Press secretary Jen Psaki told reports at a press briefing that the president is “mindful” of the increased prices consumers are facing when it comes to their energy bills and that he “reserves a range of options,” to combat the situation.”
The GSCI Ag Index is beginning to show strength as it lifts off its cluster of supports. This weekend shows a triple whammy on GKX, suggesting a huge rush to stockpile ag products. I have no idea what the catalyst may be. Perhaps the following news release may shed some light.
OilPrice.com observes, “Oil and gas prices have risen dramatically this year as a result of underinvestment and recovering demand.
- Higher fuel prices are weighing on global food supply chains, with transportation and farming costs continuing to climb.
- The hardest hit will, once again, be those living in developing economies that are still struggling to recover from the impact of the pandemic.
The potential for a knock-on effect of rising fuel prices to be felt by other industries is becoming more likely, as oil and gas prices continue to rise to an all-time high, companies are finding it hard to maintain their costs and may have to shift this burden to the consumer any day now. ”
SPX futures made an overnight high at 4570.60 before easing down. Tuesday’s high at day 270 remains the topof the Master Cycle . The potential closing of the window for a new high is likely to be Friday (day273). Friday’s options expiration remains modeately bullish above 4530.00, but turns negative quickly beneath it. We have an aggressive sell signal beneath the Cycle Top resistance.
ZeroHedge reports, “US equity futures rebounded from yesterday’s late-day selloff when a collapsing yield curve sent recessionary/policy-error shockwaves across market, as investors pointed to solid earnings to indicate that a slowdown is nowhere near. Nasdaq 100 futures led gains among other key U.S. gauges after setting an intraday record on Wednesday. Dow Jones and S&P 500 futures gained too. The 10-year Treasury rate was flat, while the two-year yield added five basis points.

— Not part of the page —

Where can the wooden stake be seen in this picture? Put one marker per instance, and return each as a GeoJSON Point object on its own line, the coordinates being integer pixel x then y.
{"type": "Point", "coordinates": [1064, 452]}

Oil was lower and the dollar was steady, while Bitcoin rebounded after the liquidity-draining Shiba Ina meltup finally cracked overnight.”
NDX futures made an overnight high at 15702.00 before easing down, leaving yesterday’s high as the Master Cycle top.

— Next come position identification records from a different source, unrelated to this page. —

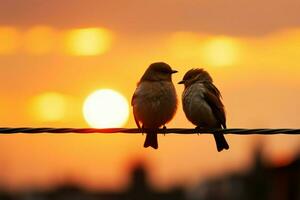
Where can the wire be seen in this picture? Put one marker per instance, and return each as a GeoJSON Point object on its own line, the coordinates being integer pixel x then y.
{"type": "Point", "coordinates": [239, 131]}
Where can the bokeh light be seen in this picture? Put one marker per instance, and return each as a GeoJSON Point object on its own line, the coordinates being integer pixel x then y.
{"type": "Point", "coordinates": [49, 106]}
{"type": "Point", "coordinates": [39, 40]}
{"type": "Point", "coordinates": [106, 108]}
{"type": "Point", "coordinates": [9, 40]}
{"type": "Point", "coordinates": [88, 41]}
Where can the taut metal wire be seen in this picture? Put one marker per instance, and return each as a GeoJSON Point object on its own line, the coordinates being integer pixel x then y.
{"type": "Point", "coordinates": [238, 131]}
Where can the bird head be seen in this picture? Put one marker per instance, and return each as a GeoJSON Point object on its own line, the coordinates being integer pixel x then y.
{"type": "Point", "coordinates": [158, 71]}
{"type": "Point", "coordinates": [195, 75]}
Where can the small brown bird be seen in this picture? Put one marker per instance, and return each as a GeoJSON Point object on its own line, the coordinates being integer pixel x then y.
{"type": "Point", "coordinates": [154, 101]}
{"type": "Point", "coordinates": [202, 103]}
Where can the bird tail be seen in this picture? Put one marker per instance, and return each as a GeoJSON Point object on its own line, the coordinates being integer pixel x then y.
{"type": "Point", "coordinates": [151, 139]}
{"type": "Point", "coordinates": [221, 142]}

Charles Hugh Smith remarks, “While Corporate America is focusing on preserving its precious profits, its customers and workforce are rebelling by walking away.

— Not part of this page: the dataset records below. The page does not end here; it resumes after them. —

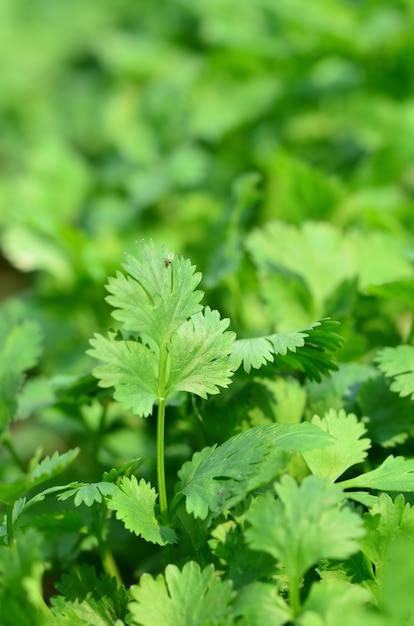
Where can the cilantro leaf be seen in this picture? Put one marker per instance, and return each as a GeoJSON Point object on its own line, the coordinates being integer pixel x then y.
{"type": "Point", "coordinates": [399, 289]}
{"type": "Point", "coordinates": [385, 520]}
{"type": "Point", "coordinates": [39, 472]}
{"type": "Point", "coordinates": [179, 347]}
{"type": "Point", "coordinates": [199, 352]}
{"type": "Point", "coordinates": [20, 348]}
{"type": "Point", "coordinates": [88, 599]}
{"type": "Point", "coordinates": [181, 598]}
{"type": "Point", "coordinates": [304, 525]}
{"type": "Point", "coordinates": [129, 366]}
{"type": "Point", "coordinates": [399, 363]}
{"type": "Point", "coordinates": [21, 570]}
{"type": "Point", "coordinates": [134, 504]}
{"type": "Point", "coordinates": [159, 293]}
{"type": "Point", "coordinates": [394, 474]}
{"type": "Point", "coordinates": [348, 448]}
{"type": "Point", "coordinates": [89, 493]}
{"type": "Point", "coordinates": [261, 603]}
{"type": "Point", "coordinates": [309, 350]}
{"type": "Point", "coordinates": [219, 477]}
{"type": "Point", "coordinates": [338, 603]}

We all see shrinkflation on a daily basis: the 16 ounce container is now 13 ounces, the breakfast cereal box is now so narrow it topples over, and so on.
More subtly, the quality of ingredients is also diminishing: sharp-eyed consumers note that salt, sugar and “artificial flavors” are increasingly used to mask the decline of quality as producers scrape the bottom of the barrel to eke out a profit.
A recent NPR article proposes another form of untracked inflation: Skimpflation, the decline of services as prices march higher. Meet Skimpflation: A Reason Inflation Is Worse Than The Government Says It Is (via C.A.).”
VIX futures consolidated at the upper range of yesterday’s highs and lows. A buy signal may be generated at the confluence of the mid-Cycle resistance at the 50-day Moving Average at 18.97. Hedge funds are buying protection despite the high elevaion of stocks.
The NYSE Hi-Lo index closed at 43.00 yesterday, beneath the 50-day Moving Averagae at 69.18. We await a decline beneath 0.00 to produce a sell signal in equities.
TNX began its first day of stength by rebounding from yesterday’s Trading Cycle low. However, there may be antoehr short squeeze at today’s 7-year note auction. This market is getting shook up by sudden reversals. Who or what is generaing these short squeezes in highly suspect, as there is a larger than usual treasury note auction today.
USD futures declined benath Intermediate-term support at 93.64 this morning, possibly touching the 50-day Moving Average at 93.35. Once this move is accomplished, we may see strength return as it is due for a Master Cycle high during the second week of November.